Но Булата не так мучил «защем совести» (с совестью своей человек всегда может договориться), как совсем другой «защем». Ему не давало покоя сознание своей внутренней несвободы, ущемленное чувство собственного достоинства. (Опять вспоминаю его искаженное болью лицо, когда он сказал мне: «Как это все унизительно!»)

Но, если уж сам Солженицын бросил им эту кость, Булат мог и не чувствовать этого унижения. Во всяком случае, не корить себя, не терзаться никакими «ущемами совести». А в сравнении с появившимся на страницах той же «Литгазеты» письмом Шаламова его письмо выглядело даже исполненным ничем не замутненного чувства собственного достоинства.

Но не все восприняли это так.

Помню свой разговор на эту тему с одним тогдашним моим знакомым – Володей Глоцером.

Володя одно время был секретарем Маршака, и именно он позвонил мне и сообщил, что Самуил Яковлевич прочел мою книжечку о Пантелееве и хочет со мной встретиться.

Нередко я виделся с Володей и у Корнея Ивановича, и у Лидии Корнеевны, которая тоже его привечала.

Мы с ним не были ни друзьями, ни даже близкими приятелями. Но он считал меня «своим», и я его тоже. Поэтому разговоры у нас были вполне откровенные.

И вот, столкнувшись однажды на Тверской, постояли, поговорили, даже прошлись немного вместе, продолжая начатый разговор.

А разговор был как раз о Булате, о том самом, только что появившемся тогда в «Литгазете» его письме.

– Говорят, – с сардонической усмешкой сказал Володя, – его надо читать как-то по-особенному: то ли на просвет, то ли переворачивая газетную страницу вверх ногами. Я пробовал и то и другое, но выходило всё одно и то же.

– А что ему было делать? Как еще в этих обстоятельствах он мог поступить? – кинулся я защищать своего любимого Булата.

– Ну-у, скажем, так, как поступила в подобном случае Лидия Корнеевна.

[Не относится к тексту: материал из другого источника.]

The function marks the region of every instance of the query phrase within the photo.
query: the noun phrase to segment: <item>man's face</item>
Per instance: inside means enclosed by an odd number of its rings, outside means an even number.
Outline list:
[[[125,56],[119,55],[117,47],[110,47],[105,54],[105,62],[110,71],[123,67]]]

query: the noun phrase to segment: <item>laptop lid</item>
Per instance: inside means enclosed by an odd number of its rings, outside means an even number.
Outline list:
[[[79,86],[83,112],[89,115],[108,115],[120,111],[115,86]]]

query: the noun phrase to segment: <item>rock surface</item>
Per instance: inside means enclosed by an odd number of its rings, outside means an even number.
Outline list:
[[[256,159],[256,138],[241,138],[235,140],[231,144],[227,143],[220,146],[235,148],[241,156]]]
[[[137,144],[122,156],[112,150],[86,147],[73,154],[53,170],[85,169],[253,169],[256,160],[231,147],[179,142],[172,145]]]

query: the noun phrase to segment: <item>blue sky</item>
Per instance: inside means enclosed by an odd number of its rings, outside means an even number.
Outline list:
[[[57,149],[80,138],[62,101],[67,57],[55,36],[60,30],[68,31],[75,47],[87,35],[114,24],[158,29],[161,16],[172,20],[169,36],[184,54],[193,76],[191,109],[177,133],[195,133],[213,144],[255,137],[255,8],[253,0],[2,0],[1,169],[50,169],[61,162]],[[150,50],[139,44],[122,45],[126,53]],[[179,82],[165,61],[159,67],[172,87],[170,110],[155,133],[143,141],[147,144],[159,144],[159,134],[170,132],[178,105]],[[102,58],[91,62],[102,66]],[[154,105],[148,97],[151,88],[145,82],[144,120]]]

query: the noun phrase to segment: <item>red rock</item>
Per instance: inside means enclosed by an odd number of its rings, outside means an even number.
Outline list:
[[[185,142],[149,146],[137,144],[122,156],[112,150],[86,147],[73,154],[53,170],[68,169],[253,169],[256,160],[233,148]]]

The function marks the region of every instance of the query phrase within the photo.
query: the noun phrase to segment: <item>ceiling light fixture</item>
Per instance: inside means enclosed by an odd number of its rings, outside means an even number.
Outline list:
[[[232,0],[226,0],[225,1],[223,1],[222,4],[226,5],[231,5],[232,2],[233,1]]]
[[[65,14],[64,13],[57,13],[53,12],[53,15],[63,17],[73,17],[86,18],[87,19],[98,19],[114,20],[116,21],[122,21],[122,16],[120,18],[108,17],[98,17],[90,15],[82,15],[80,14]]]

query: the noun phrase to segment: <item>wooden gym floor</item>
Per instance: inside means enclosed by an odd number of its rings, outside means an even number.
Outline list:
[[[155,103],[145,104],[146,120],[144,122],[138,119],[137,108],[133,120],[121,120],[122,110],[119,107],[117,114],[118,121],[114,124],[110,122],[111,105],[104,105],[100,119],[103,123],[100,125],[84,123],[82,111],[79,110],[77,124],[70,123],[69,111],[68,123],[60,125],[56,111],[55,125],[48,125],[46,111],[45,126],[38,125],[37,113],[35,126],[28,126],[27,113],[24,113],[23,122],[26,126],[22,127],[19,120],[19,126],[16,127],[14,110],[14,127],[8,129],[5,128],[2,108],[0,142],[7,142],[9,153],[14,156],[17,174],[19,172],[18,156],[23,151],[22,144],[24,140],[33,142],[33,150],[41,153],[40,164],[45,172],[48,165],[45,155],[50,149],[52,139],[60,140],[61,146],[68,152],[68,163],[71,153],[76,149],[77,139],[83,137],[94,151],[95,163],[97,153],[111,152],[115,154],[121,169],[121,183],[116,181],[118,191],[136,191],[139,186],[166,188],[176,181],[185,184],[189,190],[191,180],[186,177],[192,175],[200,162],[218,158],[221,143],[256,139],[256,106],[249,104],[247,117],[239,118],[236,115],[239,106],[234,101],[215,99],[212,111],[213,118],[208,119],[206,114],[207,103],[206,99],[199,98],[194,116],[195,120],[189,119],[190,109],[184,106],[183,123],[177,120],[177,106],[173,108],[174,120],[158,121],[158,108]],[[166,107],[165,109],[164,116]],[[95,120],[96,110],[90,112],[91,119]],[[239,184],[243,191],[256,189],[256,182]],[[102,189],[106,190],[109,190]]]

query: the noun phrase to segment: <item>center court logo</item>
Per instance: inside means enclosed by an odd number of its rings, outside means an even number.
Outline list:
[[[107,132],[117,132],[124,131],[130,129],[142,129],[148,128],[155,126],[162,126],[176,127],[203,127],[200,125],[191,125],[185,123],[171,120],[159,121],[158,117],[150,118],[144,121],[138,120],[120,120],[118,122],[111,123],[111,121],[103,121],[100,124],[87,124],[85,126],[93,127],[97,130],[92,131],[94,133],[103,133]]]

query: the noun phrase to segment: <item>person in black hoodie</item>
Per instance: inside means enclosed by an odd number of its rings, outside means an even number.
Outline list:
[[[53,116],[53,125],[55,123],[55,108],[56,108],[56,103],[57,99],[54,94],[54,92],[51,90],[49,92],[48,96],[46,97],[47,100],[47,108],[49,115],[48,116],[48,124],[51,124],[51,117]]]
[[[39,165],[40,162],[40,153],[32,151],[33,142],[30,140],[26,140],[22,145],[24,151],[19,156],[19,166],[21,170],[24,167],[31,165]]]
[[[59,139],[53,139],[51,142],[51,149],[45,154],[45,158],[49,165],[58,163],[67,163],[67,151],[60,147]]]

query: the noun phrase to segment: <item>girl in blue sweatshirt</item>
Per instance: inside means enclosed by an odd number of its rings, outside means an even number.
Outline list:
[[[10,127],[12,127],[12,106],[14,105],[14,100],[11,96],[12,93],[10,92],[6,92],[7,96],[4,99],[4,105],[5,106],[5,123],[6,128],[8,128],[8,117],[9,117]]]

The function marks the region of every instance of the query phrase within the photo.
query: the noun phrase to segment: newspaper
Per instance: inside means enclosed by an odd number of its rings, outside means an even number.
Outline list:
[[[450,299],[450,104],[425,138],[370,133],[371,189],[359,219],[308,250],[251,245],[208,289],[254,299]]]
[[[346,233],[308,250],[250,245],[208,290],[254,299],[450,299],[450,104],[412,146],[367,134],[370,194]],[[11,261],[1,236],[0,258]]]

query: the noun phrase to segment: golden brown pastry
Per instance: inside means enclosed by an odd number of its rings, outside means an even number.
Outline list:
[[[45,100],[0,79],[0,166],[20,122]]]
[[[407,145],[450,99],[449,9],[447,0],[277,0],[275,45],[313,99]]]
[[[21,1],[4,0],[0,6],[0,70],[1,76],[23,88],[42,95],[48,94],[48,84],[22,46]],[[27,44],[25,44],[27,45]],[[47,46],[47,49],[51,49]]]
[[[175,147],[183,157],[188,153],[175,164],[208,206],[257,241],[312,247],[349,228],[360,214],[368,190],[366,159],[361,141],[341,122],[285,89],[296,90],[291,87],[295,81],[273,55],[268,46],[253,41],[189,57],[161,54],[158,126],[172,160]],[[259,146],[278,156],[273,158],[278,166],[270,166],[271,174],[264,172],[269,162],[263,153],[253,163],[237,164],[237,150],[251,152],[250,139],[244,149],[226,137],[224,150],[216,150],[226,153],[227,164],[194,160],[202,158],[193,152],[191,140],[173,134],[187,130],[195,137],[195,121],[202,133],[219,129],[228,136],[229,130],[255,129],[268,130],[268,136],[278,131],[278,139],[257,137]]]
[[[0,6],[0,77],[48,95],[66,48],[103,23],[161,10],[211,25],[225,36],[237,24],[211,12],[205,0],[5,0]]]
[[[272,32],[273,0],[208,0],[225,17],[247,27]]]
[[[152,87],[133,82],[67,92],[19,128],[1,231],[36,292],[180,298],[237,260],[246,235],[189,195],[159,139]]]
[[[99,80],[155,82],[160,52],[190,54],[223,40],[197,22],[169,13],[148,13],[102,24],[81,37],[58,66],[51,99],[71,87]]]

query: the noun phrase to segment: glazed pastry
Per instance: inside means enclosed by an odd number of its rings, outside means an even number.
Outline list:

И рассказал такую историю.

После какого-то очередного ее открытого письма начальство, решив, что отмалчиваться и делать вид, что ничего уж такого особенного не происходит, больше уже нельзя, что на все ее выходки всё-таки надо как-то прореагировать, пригласило ее на встречу с одним из секретарей Московского отделения Союза писателей. Пригласили (пока еще) не для проработок и нагоняев, а просто для дружеской беседы. Было ли это ими всеми так задумано или такую форму встречи избрал проводивший ее секретарь (кажется, это был Росляков), но провести ее он постарался в самом мягком и дружелюбном тоне, какой, по его мнению, тут был возможен.

– Как же так получилось, Лидия Корнеевна, – начал он, – что, обсуждая наши сугубо внутренние, товарищеские дела, вы обратились за поддержкой и защитой к нашим врагам?

Ответить на этот вопрос можно было по-разному. Например, сказать – как это делали многие, – что обращаться к нашим врагам даже и не думала. Что свое открытое письмо Маргарите Алигер она послала в «Известия», а открытое письмо Шолохову адресовала, как прямо там было сказано, «В правление Ростовского отделения Союза писателей. В правление Союза писателей РСФСР. В правление Союза писателей СССР. В редакцию газеты “Правда”. В редакцию газеты “Известия”. В редакцию газеты “Молот”. В редакцию газеты “Литературная Россия” и в редакцию “Литературной газеты”». А о том, каким образом эти ее письма попали в руки «наших врагов», она знать не знает и ведать не ведает, и пусть это выясняют те, кому положено этим заниматься, то есть, как принято выражаться в таких случаях, наши компетентные органы.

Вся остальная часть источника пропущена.